All that sent Chase stock soaring by more than six points on the Big Board, to a 52-week high of 135 (Thursday it hit 139 1/8 ). Among happy investors was, no doubt, Michael Price, whose Mutual Shares fund complex (now part of Franklin Resources) owns over six million Chase shares. In a Q&A in these pages February 16, Price said he was "very impressed with how that organization has evolved since the Chemical Banking merger [two years ago] and where they are going." When the merger was disclosed, Chase stock was at 55; it closed out 1997 at 109 1/2. Price views Chase as a "very well-managed bank [that] continues to get better-managed."
The new dividend will be a pre-split 72 cents a share (36 cents post-split), versus 62 cents.
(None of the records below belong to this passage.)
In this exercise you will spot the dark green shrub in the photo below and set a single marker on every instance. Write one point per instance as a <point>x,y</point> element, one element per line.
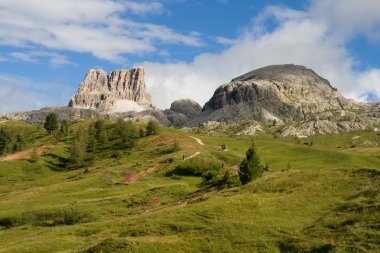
<point>251,167</point>
<point>51,123</point>
<point>152,128</point>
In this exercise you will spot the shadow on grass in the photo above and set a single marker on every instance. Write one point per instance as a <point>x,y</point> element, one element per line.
<point>57,163</point>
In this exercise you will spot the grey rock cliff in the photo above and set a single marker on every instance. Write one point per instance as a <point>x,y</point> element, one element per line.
<point>279,91</point>
<point>292,96</point>
<point>121,90</point>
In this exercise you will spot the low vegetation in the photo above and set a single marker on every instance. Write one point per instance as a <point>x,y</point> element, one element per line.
<point>105,186</point>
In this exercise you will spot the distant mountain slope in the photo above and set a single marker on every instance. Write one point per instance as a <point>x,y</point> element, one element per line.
<point>275,92</point>
<point>292,99</point>
<point>121,91</point>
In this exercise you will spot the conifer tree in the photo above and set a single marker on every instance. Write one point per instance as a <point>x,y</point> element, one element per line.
<point>251,167</point>
<point>101,135</point>
<point>51,123</point>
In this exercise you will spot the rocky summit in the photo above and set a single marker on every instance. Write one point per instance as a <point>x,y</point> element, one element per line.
<point>291,98</point>
<point>120,91</point>
<point>274,93</point>
<point>282,99</point>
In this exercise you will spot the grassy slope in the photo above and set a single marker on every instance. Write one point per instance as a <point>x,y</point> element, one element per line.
<point>314,198</point>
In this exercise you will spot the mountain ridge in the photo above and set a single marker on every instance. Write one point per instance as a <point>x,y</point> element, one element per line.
<point>289,99</point>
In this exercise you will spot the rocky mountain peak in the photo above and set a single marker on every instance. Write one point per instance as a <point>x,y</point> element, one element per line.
<point>277,92</point>
<point>122,90</point>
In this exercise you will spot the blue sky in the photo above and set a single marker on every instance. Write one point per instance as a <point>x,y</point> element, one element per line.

It's payable April 30 to holders of record April 6. The 2-for-1 stock division is subject to shareowner approval at Chase's May 19 annual meeting. There are 421.5 million common shares outstanding, 60% of which are owned by institutions.
Chase plans to reinvest the $460 million in annual savings it envisions from its streamlining in businesses where it foresees rapid revenue growth, such as mortgage servicing, asset management and merger-and-acquisition counseling.
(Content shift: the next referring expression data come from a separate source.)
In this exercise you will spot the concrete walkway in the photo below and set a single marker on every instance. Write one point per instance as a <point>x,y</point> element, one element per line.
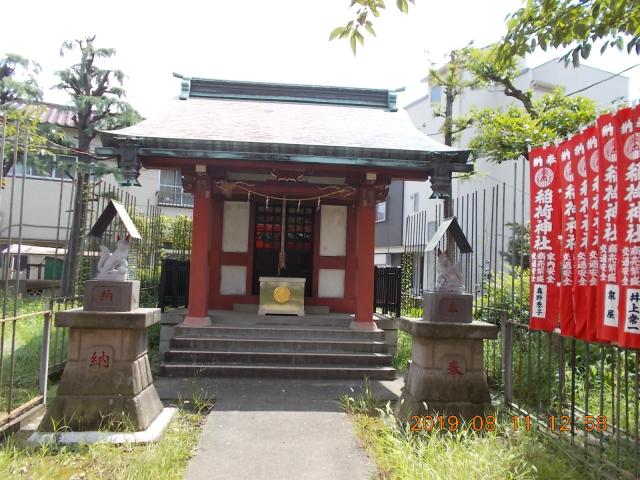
<point>277,429</point>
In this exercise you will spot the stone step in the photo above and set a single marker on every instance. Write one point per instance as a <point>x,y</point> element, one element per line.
<point>253,308</point>
<point>277,332</point>
<point>286,358</point>
<point>276,371</point>
<point>276,345</point>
About half the job cuts will come through companywide layoffs over the next 18 months. The rest will result from attrition and the extension of a hiring freeze. However, a number of new positions will be created in connection with Chase's savings reinvestment in its growth businesses. (In February, J.P. Morgan said it would eliminate about 5% of its work force, while last fall, Citicorp, the second-largest U.S. bank, announced an 8.3% reduction.)
An additional aspect of Chase's restructuring steps was another round of speculation that it might move to acquire Merrill Lynch, the largest brokerage firm in the U.S., Donaldson Lufkin & Jenrette or PaineWebber. Chase in the past has been linked to all three.
According to First Call, Wall Street thinks Chase will earn $9.58 a share, on average, in 1998 and $10.71 in 1999, versus last year's $8.23. Chase's previously stated performance goals are a return on equity of at least 18%, annual revenue growth of 10% and double-digit growth in earnings. As for Chase's Asian exposure, at year-end '97, less than $100 million out of some $10 billion in loans was nonperforming, and much of that was short term and trade related.